L'Armée Brancaleone (L'armata Brancaleone) de Mario Monicelli - 1966
Monicelli, le gars du Pigeon et des Nouveaux Monstres, s'attaque à la farce médiévale, et c'est étrange, mais c'est exactement là où on l'attendait sans le savoir. Quoi de mieux que cet univers criard, crasseux et sexué pour coller au style de Monicelli, volontiers paillard quand il le sent, en tout cas italien jusqu'au bout de la gourmette ? Dès les premiers plans de L'Armée Brancaleone, on le voit : le gars est dans le Moyen-Age comme un poisson dans l'eau. On n'a plus qu'à se laisser raconter cette histoire impayable sur les pas de ces acteurs en maxi-surjeu, et à se marrer tranquillement. Une poignée de brigands tue un chevalier et lui vole une lettre ; celle-ci confère à son porteur la possession d'un fief qui s'annonce magnifique. Nos pouilleux imaginent déjà force viandes, maints tonnelets et moult gourgandines à trousser, et se mettent donc en quête d'un preux chevalier avec lequel ils pourront gagner le territoire et partager les gains. Ils mettront la main sur le plus miteux d'entre eux, Brancaleone (Vittorio Gassman), le gars le plus con, le plus peureux, le plus mytho, le plus boiteux qu'ils puissent trouver. C'est parti pour deux heures de quête à travers un Moyen-Âge rempli de dangers, en compagnie de cette bande de bras-cassés. Au programme : rencontre avec un autre chevalier tout aussi pourri (Gian Maria Volonté) ou avec une procession religieuse ridicule, confrontation avec la peste ou des maris cocus, disputes à gogo et guerres sanglantes, accompagné par ce Don Quichotte qui ne doute jamais de sa valeur et de ses disciples miteux.

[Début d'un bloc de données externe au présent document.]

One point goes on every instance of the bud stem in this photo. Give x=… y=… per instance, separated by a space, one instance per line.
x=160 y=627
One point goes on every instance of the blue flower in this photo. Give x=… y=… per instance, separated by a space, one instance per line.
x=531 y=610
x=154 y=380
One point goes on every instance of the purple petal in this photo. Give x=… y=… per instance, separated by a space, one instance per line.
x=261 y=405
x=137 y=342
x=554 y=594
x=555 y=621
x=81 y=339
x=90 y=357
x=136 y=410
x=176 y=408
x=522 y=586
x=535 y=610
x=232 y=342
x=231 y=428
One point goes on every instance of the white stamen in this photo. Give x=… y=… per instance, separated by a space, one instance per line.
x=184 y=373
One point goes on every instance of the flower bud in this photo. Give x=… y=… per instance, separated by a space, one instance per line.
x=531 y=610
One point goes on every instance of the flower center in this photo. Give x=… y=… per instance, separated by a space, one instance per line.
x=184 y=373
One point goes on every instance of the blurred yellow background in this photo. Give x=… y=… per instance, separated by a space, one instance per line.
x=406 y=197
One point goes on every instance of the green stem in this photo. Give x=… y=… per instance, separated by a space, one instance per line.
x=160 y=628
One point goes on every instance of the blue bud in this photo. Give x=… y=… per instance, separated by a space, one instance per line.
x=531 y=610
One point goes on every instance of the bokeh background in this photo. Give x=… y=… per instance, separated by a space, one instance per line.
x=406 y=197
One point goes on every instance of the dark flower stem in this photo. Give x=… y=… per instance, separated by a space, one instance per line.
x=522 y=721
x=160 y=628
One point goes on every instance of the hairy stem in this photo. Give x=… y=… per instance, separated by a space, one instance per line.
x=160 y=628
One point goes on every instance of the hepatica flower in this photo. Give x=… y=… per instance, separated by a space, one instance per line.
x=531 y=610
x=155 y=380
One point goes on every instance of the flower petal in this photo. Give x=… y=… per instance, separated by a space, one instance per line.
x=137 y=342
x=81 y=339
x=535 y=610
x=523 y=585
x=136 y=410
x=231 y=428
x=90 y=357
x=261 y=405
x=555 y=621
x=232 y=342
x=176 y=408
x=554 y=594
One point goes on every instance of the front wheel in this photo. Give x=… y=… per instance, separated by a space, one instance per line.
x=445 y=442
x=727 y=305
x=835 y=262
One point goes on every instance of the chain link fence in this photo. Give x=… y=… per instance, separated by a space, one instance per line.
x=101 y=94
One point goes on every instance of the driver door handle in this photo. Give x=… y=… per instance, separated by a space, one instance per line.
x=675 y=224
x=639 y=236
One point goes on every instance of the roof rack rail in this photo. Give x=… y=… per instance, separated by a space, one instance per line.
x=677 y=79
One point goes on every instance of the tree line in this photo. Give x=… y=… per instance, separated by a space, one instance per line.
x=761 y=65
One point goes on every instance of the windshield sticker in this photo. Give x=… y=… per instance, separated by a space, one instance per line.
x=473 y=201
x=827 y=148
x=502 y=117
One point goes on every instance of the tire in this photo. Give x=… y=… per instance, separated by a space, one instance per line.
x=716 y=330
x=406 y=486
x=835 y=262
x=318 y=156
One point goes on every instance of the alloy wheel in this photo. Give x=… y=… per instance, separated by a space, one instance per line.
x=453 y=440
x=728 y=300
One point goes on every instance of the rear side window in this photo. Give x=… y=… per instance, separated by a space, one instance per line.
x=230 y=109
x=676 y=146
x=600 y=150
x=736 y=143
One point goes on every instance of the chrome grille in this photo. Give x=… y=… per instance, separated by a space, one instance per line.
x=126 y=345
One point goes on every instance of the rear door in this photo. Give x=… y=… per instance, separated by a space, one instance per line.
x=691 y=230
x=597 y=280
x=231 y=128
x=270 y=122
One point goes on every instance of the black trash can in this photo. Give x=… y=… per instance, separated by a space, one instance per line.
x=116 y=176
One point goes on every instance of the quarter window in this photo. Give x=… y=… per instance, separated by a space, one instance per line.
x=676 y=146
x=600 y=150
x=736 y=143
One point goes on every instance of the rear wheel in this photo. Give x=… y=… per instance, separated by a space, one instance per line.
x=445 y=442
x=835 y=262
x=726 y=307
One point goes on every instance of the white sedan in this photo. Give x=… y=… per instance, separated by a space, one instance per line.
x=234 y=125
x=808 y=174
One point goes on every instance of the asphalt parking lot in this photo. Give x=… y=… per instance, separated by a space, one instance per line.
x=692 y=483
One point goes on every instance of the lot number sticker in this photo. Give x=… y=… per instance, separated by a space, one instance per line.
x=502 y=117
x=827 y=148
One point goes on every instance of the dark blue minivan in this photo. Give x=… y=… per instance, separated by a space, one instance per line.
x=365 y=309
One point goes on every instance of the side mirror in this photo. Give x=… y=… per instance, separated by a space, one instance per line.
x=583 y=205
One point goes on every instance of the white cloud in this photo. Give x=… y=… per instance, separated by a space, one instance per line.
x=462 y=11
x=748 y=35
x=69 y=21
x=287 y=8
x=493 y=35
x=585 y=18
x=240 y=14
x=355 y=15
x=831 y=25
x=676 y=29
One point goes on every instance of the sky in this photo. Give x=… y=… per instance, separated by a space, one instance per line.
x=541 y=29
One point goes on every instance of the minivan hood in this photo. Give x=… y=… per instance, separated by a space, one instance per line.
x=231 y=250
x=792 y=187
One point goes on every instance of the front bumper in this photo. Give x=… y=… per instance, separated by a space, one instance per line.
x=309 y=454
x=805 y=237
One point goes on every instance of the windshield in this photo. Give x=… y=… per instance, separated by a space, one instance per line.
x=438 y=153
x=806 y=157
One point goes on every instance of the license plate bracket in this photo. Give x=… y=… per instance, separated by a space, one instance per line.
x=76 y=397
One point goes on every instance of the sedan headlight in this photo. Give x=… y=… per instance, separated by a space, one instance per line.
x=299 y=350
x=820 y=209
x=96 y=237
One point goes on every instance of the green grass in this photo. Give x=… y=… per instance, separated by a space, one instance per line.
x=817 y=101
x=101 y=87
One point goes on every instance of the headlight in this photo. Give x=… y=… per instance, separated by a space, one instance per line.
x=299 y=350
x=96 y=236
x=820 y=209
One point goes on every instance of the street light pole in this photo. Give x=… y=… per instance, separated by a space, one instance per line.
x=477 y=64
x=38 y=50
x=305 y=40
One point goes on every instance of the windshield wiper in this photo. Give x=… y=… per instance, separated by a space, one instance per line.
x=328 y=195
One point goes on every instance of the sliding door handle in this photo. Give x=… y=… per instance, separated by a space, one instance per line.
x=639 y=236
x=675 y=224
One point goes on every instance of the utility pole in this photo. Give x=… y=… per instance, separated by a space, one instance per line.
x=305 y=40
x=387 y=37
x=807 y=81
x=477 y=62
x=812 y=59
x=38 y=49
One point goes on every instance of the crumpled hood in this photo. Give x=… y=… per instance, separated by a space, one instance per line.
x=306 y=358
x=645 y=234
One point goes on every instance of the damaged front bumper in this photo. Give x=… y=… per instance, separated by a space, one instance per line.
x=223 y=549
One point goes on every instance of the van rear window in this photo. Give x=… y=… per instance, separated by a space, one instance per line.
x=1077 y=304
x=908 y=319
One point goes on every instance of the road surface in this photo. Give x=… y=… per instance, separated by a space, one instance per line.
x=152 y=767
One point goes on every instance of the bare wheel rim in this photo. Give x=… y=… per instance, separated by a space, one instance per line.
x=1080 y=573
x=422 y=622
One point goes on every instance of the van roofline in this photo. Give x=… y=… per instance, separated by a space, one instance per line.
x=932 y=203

Mine de rien, malgré le trait très appuyé, la reconstitution de l’époque médiévale est crédible. On baigne littéralement dans la crasse, depuis l'image du film, qu'on dirait lavée par la pluie et la boue, jusqu'au langage, la plupart du temps ordurier. La démesure et la vulgarité de ces temps collent parfaitement avec les outrances prisées par un Monicelli qui semble s'amuser comme un fou face à ces chevaliers en carton. Tout ne se vaut pas, certes, là-dedans, mais quand même : on se marre à peu près autant que lui. Il faut dire que Gassman est assez grandiose : il est ridicule, détestable, fanfaron et veule, mais il s'en sort avec un brio époustouflant, tout en gueule et en grands discours ronflants. On lui octroie des complices qui prennent des airs de troupe (et Monicelli adore les troupes) : une grande gigue à deux neurones, un petit vieux à deux pas de la tombe, un gamin et un Gian Maria Volonté désabusé et fataliste qui offre un magnifique contrepoint à la flamboyance de Brancaleone. Le film respecte les règles du genre picaresque, sautant de quêtes en missions avant d'atteindre le But ultime (ce fameux fief gagné à la sueur des fronts et après bien des errances) : quand il est atteint c'est pour finir le film aussi piteusement qu'il avait commencé. C'est paillard, malpoli, sexiste, sale, bruyant, vulgaire... et c'est génial, parce que justement ce sont les excès qui donnent de la justesse à ce film, qui peut aussi faire penser à Sacré Graal parfois, les grossièretés en plus. Gosse marrade sans complexe.